I write most of my music in spiral-bound notebooks. I tend to buy many types to keep different pieces visually separate. Most of the notebooks contain, inside the covers, little instruction guides on the fundamentals of music. I had often contemplated them in a day-dreaming state, until one evening, in a notebook I had bought for my Third Symphony, my eye fell upon "Gli accordi piu usati.' This full page catalogue of the ten "most often used chords," listed first in C and then transposed up by half steps eleven times, was never meant to be played in sequence. But to my ear, it made an accidentally attractive, somewhat Italianate progression, and I realized with pleasure that these chords I hardly ever use.
Before I was really aware what was happening, I had composed a Passacaglia for small orchestra based on this Italian page, and had begun other movements based on bits from the instruction manuals, some of which I will quote below. The emerging piece seemed to express my delight in these Cagean found objects, my pleasure in rediscovering these simple patterns, and my enjoyment of the irresistible restricted vocabularies they proposed. Gli accordi is essentially a work of play, taking place in a realm where free fantasy and simple theory meet and find they can harmonize with each other.
1. 'Use these charts to form chords in any key. Major, minor, diminished, augmented. The construction of these chords involves simply raising or lowering one or more tones one half step.'
2. 'Here are the two scales you need: major and minor.'
3. 'There are seven modes; each begins on a different white key.'
II. Variazioni: 'The chord of chords is the triad (Ex. C-E-G).' There are four variations within a frame.

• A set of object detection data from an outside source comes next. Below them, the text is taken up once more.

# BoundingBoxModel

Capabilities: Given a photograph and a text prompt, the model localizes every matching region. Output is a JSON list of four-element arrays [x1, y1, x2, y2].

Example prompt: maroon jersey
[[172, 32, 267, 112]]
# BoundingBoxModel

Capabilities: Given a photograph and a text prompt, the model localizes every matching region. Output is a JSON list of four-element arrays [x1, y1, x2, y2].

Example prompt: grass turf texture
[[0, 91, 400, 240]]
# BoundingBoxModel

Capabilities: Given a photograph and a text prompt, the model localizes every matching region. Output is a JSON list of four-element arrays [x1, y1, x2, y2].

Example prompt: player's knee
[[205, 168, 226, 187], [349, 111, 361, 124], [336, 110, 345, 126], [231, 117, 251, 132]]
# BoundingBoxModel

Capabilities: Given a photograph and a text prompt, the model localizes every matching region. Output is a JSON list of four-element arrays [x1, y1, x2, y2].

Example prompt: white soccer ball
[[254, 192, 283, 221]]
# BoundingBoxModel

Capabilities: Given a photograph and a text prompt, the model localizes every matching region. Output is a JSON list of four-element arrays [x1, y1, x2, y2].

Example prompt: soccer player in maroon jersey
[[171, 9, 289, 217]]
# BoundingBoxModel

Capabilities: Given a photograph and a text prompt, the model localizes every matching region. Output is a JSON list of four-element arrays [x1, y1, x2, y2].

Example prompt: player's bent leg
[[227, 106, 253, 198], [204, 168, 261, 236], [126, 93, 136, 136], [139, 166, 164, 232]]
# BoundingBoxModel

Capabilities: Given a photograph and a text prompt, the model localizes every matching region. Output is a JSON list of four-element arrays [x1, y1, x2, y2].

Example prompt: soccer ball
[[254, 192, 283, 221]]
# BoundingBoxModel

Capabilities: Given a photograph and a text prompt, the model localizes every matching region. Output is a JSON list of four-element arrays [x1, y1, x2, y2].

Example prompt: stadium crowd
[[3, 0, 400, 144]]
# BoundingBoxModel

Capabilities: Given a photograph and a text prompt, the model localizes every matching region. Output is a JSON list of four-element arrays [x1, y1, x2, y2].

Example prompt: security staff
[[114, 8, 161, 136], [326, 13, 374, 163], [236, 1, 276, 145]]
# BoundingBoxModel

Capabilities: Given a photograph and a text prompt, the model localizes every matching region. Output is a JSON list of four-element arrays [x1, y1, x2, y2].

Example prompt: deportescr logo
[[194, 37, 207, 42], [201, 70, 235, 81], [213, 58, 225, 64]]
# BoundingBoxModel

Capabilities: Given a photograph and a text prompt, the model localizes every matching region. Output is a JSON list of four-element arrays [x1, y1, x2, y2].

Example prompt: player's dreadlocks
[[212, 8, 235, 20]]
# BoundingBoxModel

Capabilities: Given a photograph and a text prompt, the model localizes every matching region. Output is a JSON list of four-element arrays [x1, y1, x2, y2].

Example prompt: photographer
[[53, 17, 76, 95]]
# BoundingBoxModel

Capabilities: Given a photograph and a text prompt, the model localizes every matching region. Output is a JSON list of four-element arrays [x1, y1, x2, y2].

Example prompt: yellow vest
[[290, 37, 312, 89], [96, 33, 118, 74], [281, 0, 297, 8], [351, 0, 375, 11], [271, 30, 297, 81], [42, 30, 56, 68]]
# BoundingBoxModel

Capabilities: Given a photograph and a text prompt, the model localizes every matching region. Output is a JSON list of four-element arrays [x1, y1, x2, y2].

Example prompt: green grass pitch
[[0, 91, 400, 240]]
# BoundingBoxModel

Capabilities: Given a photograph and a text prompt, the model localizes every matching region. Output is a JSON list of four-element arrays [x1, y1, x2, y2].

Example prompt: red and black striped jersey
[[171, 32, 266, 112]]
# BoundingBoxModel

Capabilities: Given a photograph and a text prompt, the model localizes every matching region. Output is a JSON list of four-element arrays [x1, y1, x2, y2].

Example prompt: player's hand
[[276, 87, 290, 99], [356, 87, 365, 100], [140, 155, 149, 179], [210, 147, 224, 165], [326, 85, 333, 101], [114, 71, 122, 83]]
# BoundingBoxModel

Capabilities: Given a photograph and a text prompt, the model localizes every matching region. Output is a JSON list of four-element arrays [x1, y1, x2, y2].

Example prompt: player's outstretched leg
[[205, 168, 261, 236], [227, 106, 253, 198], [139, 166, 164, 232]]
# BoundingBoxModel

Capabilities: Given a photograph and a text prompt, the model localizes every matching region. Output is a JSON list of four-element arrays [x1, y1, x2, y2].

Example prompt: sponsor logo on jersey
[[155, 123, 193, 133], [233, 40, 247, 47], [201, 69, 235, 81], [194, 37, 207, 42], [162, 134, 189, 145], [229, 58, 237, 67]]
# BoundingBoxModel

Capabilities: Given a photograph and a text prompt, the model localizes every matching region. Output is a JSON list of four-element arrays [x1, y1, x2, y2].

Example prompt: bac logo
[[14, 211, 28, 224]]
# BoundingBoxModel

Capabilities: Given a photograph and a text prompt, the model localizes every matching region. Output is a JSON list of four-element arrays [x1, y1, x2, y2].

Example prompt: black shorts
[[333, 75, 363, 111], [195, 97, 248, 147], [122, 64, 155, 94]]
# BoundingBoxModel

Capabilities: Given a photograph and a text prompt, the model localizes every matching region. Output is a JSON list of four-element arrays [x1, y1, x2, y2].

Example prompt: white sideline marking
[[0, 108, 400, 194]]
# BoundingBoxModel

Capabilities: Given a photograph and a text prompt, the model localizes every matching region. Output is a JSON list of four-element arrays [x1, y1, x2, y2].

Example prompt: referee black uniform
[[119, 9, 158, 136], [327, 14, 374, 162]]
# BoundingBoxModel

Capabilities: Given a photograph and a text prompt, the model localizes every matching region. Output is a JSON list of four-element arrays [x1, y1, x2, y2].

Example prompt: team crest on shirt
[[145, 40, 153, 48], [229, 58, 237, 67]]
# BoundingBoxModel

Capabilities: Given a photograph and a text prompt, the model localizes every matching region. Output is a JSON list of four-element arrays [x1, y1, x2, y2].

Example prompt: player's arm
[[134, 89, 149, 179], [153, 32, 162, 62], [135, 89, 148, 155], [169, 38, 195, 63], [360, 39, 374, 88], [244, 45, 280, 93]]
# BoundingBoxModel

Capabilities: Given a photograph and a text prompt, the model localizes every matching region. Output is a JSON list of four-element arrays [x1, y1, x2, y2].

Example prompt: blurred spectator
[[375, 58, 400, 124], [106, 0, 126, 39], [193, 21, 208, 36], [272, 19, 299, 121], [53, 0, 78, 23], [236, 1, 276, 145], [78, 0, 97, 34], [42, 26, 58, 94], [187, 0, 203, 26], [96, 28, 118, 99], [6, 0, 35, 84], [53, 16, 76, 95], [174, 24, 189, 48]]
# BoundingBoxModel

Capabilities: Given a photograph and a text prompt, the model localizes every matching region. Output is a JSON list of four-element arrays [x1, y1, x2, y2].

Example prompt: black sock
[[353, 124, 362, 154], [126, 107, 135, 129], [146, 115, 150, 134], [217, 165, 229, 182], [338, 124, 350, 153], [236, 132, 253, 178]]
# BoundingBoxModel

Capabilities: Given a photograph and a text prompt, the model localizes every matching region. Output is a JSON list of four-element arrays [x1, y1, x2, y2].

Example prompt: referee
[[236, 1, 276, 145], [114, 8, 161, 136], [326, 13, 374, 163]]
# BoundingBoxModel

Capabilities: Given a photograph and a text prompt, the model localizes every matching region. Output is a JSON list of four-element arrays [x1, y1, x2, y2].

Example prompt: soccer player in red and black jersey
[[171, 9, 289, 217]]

There is no sonority in the entire movement, except for a brief wayward bass line in the third variation, that is not a triad. In this peculiar restriction lies the voice of this brief movement.
III. Ciaccona: The ten 'most often used chords' form a ground against which a melody takes shape. The melody presses to break free of the ground, to spin forward in historical time, which causes an interlude after the sixth chaconne statement. At the moment of greatest tension, the melody and the ground resume. The rarefied world of the exotic found object dissolves into another world of feeling, perhaps through the composer's intervention.
IV. Finale: 'The Circle of Fifths is easy to memorize. Starting with F and moving clockwise, the keys can be learned by saying Fat Cats Go Down Alleys Eating Bread. The keys counterclockwise can be learned by repeating Boys Eat Aging Dogs Good Cold Food.' I once learned the lines on the staff by remembering Every Good Boy Does Fine. My amusement at these newer rubrics is reflected in the tone of this movement. In addition to the increasingly crazed appearances of the Circle of Fifths, two other tables from the same notebook appear: the Table of Contracting Note Values (shades of Handel's B-flat Concerto Grosso), and the
Table of Expanding Intervals (which leads inexorably to the use of all twelve tones).
The piece is, of course, intelligible without any reference to this program note! It is dedicated to its commissioners, the Los Angeles Chamber Orchestra and their Music Director, Christof Perick. It was composed in Genoa, Italy; Token Creek, Wisconsin; and Cambridge, Massachusetts, 1992-93.